We believe, however, that Alaska’s law of privilege does include Rule 512 even though Rule 512 does not explicitly address how privileges are determined. Rule 512 is contained in the chapter of the Alaska Rules of Evidence which is specifically entitled “Privileges.” It is part and parcel of Alaska’s entire body of privilege law. Merely because the rule pertains to the drawing of inferences from privileges does not mean Fed.R.Evid. 501’s mandate to apply state privilege law is inapplicable. Fed.R.Evid. 501 “dictates that we look to state law to determine whether a court must allow a jury to draw a negative inference from a party’s invocation of a privilege.”
Therefore, we find that the district court properly applied Alaska Rule of Evidence 512 in barring Lane Powell from raising negative inferences before the jury based on Home’s assertion of the attorney-client privilege and in instructing the jury not to draw such inferences.
But here’s a complication (on top of a complication on top of a complication): This only applies to those parts of the lawsuit that are based on California law. Part is based on Maryland law, because some of the surreptitious videorecording took place in Maryland, and Maryland evidence law does allow adverse inferences in civil cases based on a witness’s taking the Fifth (see Windesheim v. Larocca (Md. 2015)). And part is based on federal law; federal law likewise allows such adverse inferences in civil cases, as I noted in my original post.
In such situations, (1) where the evidence relates only to the California claims, the California rule would apply, but (2) where the evidence relates to both the federal and the California law claims, “federal privilege law governs,” see Wilcox v. Arpaio (9th Cir. 2014). (I can’t speak with confidence about what will happen if the evidence relates both to the California claims and Maryland claims.) This means it might be especially important whether the Center can get the federal claims (under the Racketeer Influenced and Corrupt Organization Act) and perhaps the Maryland claims thrown out before trial. If the federal claims (and possibly the Maryland claims) stay in, then the Federation would likely be able to argue that the Center people’s refusal to testify should be counted against the Center (so long as the facts about which the Center people refuse to testify are relevant to the federal or Maryland claims). If the federal and Maryland claims are thrown out, then California evidence law would apply, and no such argument would be allowed.
So the matter is more complex than I first thought, and part of my answer was incorrect, since it relied solely on what the federal Constitution allows, and didn’t take into account California law. Many thanks again to commenter CCostin for opening my eyes to this.
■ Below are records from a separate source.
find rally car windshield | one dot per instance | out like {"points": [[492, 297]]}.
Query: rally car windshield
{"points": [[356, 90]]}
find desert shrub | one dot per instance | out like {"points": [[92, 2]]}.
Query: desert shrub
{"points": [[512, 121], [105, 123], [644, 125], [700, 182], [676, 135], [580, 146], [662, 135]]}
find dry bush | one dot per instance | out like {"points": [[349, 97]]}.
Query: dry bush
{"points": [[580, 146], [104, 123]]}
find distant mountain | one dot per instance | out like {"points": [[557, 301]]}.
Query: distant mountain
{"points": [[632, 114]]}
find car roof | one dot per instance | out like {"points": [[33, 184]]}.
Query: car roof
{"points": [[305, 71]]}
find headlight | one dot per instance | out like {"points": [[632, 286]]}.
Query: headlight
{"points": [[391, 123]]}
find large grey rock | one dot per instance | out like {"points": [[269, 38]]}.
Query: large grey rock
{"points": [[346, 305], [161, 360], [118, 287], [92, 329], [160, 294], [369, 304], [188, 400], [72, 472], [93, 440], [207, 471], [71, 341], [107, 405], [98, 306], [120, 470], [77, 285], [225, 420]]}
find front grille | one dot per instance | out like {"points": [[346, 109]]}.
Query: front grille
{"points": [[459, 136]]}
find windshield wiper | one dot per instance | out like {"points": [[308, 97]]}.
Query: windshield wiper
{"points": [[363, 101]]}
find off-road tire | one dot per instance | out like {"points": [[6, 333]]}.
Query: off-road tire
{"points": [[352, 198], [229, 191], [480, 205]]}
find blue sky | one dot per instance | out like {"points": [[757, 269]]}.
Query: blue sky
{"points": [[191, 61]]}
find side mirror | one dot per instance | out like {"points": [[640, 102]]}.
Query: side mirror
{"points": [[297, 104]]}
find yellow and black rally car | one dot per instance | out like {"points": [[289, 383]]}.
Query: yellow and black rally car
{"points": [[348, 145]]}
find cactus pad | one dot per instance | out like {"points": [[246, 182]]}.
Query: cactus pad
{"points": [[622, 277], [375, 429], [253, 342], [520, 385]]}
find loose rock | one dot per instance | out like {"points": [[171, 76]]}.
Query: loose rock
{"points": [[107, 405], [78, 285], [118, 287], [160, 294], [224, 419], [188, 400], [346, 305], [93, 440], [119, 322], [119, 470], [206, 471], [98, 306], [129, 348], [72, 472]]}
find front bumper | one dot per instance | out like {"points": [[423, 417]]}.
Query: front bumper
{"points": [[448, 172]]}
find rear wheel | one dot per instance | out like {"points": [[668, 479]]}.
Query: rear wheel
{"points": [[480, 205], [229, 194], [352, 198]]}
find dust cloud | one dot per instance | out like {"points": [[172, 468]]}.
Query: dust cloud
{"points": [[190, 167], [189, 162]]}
Finally, note that point 3 from my original post remains: A witness who takes the Fifth as to some matters can’t then try to provide testimony on the same subject that’s helpful to the side that the witness might want to support. So if the Center for Medical Progress people take the Fifth as to what they did, they thus likely wouldn’t be able to testify about facts (if there are such facts) that might help them show that certain conversations weren’t private, that the confidentiality agreements they signed might be invalid, or whatever else they want to prove. And if they do testify about certain matters, their testifying would waive their Fifth Amendment privilege, at least as to those matters. So even if the Federation can’t argue that the refusal to testify is itself evidence against the Center, it can argue that the Center just hasn’t introduced enough evidence to rebut the Federation’s evidence.